Putin, de Kim a Pyongyang: “Estamos lutando contra décadas de imperialismo dos EUA”

O presidente russo Vladímir Putin e o líder norte-coreano Kim Jong participaram numa grande manifestação na praça principal de Pyongyang que abriu efectivamente a cimeira entre os dois. As agências russas relatam isso. “A carreata do presidente russo, liderada pela Aurus (limusine, ed.) em que Putin viajava, dirigiu-se para a praça Kim Il Sung, escreve a Interfax, com Kim cumprimentando o presidente russo antes das negociações.

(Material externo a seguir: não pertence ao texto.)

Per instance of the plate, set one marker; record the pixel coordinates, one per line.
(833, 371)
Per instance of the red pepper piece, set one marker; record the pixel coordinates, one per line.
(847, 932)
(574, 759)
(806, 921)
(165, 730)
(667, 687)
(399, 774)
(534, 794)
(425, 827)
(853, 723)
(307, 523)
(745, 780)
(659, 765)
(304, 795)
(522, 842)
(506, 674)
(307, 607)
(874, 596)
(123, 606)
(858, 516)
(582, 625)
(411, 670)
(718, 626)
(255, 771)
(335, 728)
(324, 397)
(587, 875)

Kim Jong-un recebeu Putin com todas as honras e um grande tapete vermelho, procurando desesperadamente armas e munições para a sua guerra contra a Ucrânia, que desembarcou em Pyongyang a meio da noite e com bastante atraso.. “Os nossos dois países resistiram aos testes da história, geração após geração e século após século”, disse o respeitado marechal no relatório da KCNA, falando sobre as relações entre a Coreia do Norte e a Rússia depois de Putin ter descido do seu avião.

Kim “apertou a mão de Putin e o abraçou calorosamente, expressando sua alegria e felicidade por encontrá-lo novamente” após a cúpula no espaçoporto de Vostochny em setembro passado, acrescentou a KCNA. Os dois líderes dirigiram-se juntos no mesmo carro até à Kumsusan State Guesthouse, atravessando as ruas de Pyongyang repletas de bandeiras russas e norte-coreanas, cartazes de boas-vindas e cartazes gigantes de Putin.

Kim então presidiu uma cerimônia de boas-vindas de alto nível, realizando um desfile militar na Praça Kim Il-sung no lugar do esperado desfile simples da guarda de honra. Tropas norte-coreanas uniformizadas, várias centenas de soldados, marcharam em passos de ganso sob os dois grandes retratos dos líderes, numa praça repleta das cores das duas bandeiras nacionais e de dezenas de milhares de pessoas. Após a cerimónia, o czar anunciou a cooperação bilateral “baseada nos princípios da igualdade e do respeito mútuo de interesses” porque a Rússia e a Coreia do Norte “estão ligadas há várias décadas por uma sólida amizade e estreitas relações de vizinhança”.

O presidente russo disse ao líder norte-coreano que “aprecia o apoio da Coreia do Norte” à política russa de Pyongyang. “Apreciamos muito o seu apoio sistemático e permanente à política russa, inclusive na questão da Ucrânia”, disse Putin durante uma cimeira bilateral com Kim. Moscovo, acrescentou, segundo as agências de notícias russas, está a lutar “contra décadas de políticas hegemónicas e imperialistas dos Estados Unidos e dos seus satélites contra a Rússia”. Putin convidou então Kim a visitar Moscovo e manifestou a esperança de que a próxima cimeira pudesse ser realizada na capital russa, escreveram as agências de Moscovo, e destacou que o tratado de parceria estratégica assinado hoje entre a Rússia e a Coreia do Norte prevê assistência mútua em caso de agressão contra um dos dois países.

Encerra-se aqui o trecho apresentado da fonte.